Even the DC current of batteries is not constant, as voltage drops over time. In portable devices like mobile phones and notebook computers, voltage drops can cause malfunctions, so they are usually equipped with automatic shutdown functions. Additionally, the DC current flowing through an electronic circuit can be infiltrated with elements of AC current, which can also cause malfunctions and radiate noise. Perfect forms of DC and AC may exist as theoretical models, but not in reality.
The role of power electronics in the delivery of electrical power
Power electronics bears the mission of minimizing losses and maximizing efficiencies in the transmission and conversion of electrical power. For example, the power generated at power plants is stepped up to high-voltage AC and distributed through transmission lines, but a large proportion of the energy is lost as heat due to the electrical resistance in the lines. This power loss is proportional to the square of the current. The higher the voltage, the smaller the current required to transmit the same amount of power—which is why transmission is conducted at very high voltages ranging from several hundred thousand to over a million volts. At lower voltages, the lines would need to be thicker, requiring more robust towers.
At the end of the 19th century, a controversy known as the “war of the currents” erupted in Europe and the United States over whether DC or AC was more suitable for building power transmission grids to serve broad areas. Voltage drops as transmission distances get longer, but the voltage of DC cannot be raised with a transformer—thus AC prevailed, and has been used to this day. However, in the second half of the 20th century, DC power transmission came to be reconsidered because DC is free from power loss issues inherent to AC. Overall, DC is more economical than AC for long-distance transmission, even though facilities are required to convert AC to DC before transmission and vice-versa at the other end. DC and AC both have their pros and cons, which is why they need to be mixed and matched appropriately. This is also true for electronic devices.
Power conversion in electronic devices
Most electronic devices are equipped with integrated circuits (ICs). Since ICs are driven by DC, devices that source power from commercial AC need circuitry to first convert it to DC. This is known as an AC-DC power supply (since the switching method is now mainstream, it is sometimes called an AC-DC switching power supply or simply a switching power supply). Mobile phones, which are battery-powered, use an AC adapter—which is a simple AC-DC power supply—to convert AC to DC to charge the battery. Notebook computers commonly use AC adapters during fixed use, as they consume far more power than mobile phones.

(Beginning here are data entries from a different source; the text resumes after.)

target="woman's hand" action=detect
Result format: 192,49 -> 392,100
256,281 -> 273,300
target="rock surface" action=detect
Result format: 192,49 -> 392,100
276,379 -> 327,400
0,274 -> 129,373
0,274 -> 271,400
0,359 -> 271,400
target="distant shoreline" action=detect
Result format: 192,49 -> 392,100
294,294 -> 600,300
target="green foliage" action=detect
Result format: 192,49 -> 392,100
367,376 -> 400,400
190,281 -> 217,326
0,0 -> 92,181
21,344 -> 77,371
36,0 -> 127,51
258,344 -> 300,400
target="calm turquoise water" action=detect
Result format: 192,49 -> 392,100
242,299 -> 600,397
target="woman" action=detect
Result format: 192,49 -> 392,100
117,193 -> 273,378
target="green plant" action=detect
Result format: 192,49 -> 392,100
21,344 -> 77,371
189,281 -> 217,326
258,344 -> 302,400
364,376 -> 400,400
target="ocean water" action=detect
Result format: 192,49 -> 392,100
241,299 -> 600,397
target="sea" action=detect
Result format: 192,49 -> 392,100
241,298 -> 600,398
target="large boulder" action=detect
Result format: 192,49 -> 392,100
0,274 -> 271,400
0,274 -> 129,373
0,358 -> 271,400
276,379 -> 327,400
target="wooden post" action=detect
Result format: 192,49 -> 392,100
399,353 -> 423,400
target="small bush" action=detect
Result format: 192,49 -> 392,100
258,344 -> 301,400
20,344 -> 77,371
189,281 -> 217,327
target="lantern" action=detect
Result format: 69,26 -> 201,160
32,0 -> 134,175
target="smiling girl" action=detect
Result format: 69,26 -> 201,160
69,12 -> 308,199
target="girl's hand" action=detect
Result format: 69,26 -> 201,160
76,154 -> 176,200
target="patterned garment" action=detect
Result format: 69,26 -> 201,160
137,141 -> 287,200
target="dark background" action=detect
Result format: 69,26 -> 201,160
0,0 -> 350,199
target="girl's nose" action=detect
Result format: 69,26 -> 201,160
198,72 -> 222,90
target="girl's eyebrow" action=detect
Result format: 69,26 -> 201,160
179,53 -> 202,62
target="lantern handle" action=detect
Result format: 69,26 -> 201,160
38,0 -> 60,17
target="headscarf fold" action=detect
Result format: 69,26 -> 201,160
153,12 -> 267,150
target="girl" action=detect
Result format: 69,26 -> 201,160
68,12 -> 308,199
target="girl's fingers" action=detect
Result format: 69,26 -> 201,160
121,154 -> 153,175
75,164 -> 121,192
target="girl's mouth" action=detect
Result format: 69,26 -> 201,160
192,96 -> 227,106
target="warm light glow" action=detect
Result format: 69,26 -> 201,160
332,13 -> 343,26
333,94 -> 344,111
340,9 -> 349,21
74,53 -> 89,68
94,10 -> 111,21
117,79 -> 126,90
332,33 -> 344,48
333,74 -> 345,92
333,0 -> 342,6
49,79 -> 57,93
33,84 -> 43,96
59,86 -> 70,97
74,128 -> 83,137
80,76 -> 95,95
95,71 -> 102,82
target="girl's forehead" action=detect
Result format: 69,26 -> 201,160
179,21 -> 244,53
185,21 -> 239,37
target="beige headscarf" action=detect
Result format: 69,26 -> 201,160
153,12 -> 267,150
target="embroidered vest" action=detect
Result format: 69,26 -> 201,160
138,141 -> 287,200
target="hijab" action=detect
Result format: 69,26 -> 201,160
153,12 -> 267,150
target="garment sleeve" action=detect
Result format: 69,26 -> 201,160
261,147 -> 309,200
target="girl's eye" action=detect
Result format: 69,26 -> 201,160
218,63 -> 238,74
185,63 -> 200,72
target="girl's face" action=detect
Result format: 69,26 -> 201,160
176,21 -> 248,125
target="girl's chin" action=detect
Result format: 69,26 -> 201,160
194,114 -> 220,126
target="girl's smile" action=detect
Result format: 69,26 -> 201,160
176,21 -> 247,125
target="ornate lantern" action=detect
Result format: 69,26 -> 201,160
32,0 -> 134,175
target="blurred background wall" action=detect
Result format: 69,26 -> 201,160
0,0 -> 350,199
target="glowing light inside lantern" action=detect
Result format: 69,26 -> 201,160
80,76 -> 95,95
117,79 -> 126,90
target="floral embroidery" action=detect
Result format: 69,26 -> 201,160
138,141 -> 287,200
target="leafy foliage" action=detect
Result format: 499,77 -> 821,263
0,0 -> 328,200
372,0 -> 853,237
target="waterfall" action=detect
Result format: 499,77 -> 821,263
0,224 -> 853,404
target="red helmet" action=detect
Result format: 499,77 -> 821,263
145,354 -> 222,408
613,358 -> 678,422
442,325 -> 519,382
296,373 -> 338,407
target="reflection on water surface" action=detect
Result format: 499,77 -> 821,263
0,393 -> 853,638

AC-DC power supplies are not the only source of power. Since electronic circuits often require different voltages, power needs to be converted to the appropriate voltages. This is made possible by DC-DC converters. As electronic devices grow more multifunctional, small DC-DC converters are being placed near ICs in a distributed fashion. In the past, the cold cathode tubes that provided the backlight in LCD TVs required high voltages to illuminate. They were equipped with DC-AC inverters (sometimes simply called inverters) that converted the DC back to AC again so that transformers can be used to step up the voltages.
As you can see, various types of power supplies are used in electronic devices to meet the requirements of each circuit. They come in a variety of forms, such as those enclosed in cases, modules that aggregate multiple power circuits, boards that are built into devices, and small sub-boards that are mounted on other circuit boards. Though not well-known outside of specialists, the world of power supplies is a technically intriguing one.